4) Similar patterns of selection or divergence in the introgessed regions in closely related outgroup populations
Thorough investigations of these same regions in outgroups to the sympatric species gives added power to distinguish whether secondary gene flow aided sympatric divergence. If non-diversifying, closely related species exist in similar environments and haven’t diversified in a similar manner but share signatures of selective sweeps in the same regions, then the observed introgression may have been neutral relative to speciation, e.g. due to adaptations to shared changes in climate or pathogens or shared regions of reduced recombination or increased background selection. For example, several studies comparing genomic landscapes of differentiation across closely related taxa have found that high differentiation observed in the same genomic regions across taxa reflects the action of linked selection across low-recombination regions rather than selection against gene flow at barrier loci [102–110].
Concluding Remarks
Sympatric speciation remains among the most controversial evolutionary processes, beloved by theorists and long sought after by empiricists. While evidence for this process appeared to be mounting using traditional criteria [5], genomic data has now cast doubt on all these putative examples due to the ubiquity of secondary gene flow. Furthermore, nearly all our existing case studies involve some form of automatic magic trait, such as assortative mating by habitat [35,111,112], along a depth gradient [63], or environment-induced phenology shifts [113]. We think an outstanding remaining question is whether sympatric divergence can occur in nature without the aid of some form of magic trait, as originally demonstrated to be possible in theory [9,114].

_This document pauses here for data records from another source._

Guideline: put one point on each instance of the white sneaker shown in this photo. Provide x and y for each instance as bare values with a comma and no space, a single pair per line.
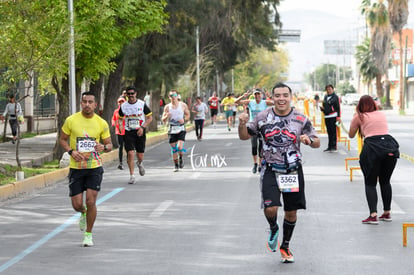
141,168
131,179
87,240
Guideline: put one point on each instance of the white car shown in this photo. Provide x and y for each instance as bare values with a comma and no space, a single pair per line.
351,99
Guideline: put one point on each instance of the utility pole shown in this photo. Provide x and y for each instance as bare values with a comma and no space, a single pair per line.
72,77
198,61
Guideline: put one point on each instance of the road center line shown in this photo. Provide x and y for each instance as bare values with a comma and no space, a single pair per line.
195,175
161,209
56,231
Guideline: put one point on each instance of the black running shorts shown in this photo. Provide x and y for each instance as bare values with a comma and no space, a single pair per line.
173,138
82,179
134,142
271,193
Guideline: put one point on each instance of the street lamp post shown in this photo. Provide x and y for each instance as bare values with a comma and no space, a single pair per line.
72,80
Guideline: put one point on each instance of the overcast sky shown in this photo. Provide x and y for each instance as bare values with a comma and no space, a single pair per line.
303,61
345,8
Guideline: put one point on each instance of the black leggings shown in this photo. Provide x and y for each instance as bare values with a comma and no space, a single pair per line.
382,170
331,129
13,126
199,127
121,147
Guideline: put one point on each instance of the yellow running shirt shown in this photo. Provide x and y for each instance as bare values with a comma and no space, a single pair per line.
84,134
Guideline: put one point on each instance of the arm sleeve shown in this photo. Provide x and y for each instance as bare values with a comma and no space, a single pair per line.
147,110
120,113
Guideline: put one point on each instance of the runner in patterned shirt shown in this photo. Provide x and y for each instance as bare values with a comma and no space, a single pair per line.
283,129
255,106
214,102
137,117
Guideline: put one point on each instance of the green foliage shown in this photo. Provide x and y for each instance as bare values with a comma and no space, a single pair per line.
327,74
262,68
365,61
8,175
38,42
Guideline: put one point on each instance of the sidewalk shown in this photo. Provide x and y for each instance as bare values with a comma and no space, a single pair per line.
37,150
32,151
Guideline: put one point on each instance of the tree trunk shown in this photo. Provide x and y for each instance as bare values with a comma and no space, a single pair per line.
112,92
378,84
96,88
402,107
62,94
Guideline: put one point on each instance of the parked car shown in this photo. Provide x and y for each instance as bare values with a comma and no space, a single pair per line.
351,99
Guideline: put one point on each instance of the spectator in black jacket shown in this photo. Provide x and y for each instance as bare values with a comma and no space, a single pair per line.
331,108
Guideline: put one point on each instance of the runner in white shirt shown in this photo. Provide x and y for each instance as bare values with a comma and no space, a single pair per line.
176,113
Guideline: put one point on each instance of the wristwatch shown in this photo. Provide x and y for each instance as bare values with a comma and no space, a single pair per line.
311,139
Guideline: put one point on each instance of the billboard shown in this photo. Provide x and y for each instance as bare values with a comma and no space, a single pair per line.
339,47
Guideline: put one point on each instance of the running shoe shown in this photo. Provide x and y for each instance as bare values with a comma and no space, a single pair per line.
385,217
141,168
286,255
82,221
181,163
87,239
254,170
272,241
131,179
370,220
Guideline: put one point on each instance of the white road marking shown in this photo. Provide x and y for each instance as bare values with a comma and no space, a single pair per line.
195,175
161,209
396,209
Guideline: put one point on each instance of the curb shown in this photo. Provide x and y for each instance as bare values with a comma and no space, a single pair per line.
27,186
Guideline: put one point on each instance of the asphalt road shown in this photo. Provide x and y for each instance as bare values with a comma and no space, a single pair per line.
206,219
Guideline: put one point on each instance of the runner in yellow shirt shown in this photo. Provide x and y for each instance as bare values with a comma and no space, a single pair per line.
228,103
84,136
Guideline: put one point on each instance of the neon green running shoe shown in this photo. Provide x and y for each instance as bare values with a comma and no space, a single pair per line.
87,239
82,221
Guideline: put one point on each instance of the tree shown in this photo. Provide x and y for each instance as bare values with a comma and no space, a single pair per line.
33,38
398,14
365,61
327,74
378,21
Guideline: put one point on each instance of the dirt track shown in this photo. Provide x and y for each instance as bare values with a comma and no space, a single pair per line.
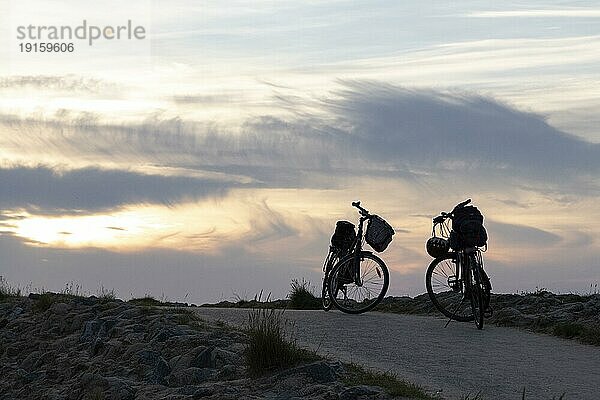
456,361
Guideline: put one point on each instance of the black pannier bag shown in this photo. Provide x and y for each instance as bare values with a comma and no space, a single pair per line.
344,236
379,233
468,224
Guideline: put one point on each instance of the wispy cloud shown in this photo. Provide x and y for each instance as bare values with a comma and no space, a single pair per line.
539,13
43,190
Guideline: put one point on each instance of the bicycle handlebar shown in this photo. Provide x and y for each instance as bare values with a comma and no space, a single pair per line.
443,215
363,212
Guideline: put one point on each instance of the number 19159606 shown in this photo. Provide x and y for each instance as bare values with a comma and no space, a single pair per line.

Future fine-scale investigations of introgression will likely continue to paint a complex picture of the role of secondary gene flow in nearly all speciation events. The highly polygenic and multi-dimensional nature of adaptation and mate choice suggests that an ‘all-of-the-above’ speciation scenario containing a mix of preference/trait, magic trait, and phenotype matching, each spread across a wide distribution of allelic effect sizes with varying times of arrival, will be the norm in nature. In contrast, although numerous and diverse, most speciation models continue to address these mechanisms in a piecemeal fashion with an assumption of large effect alleles. It remains unclear how different mechanisms, effect sizes, and times of arrival will interact and compete within a single model.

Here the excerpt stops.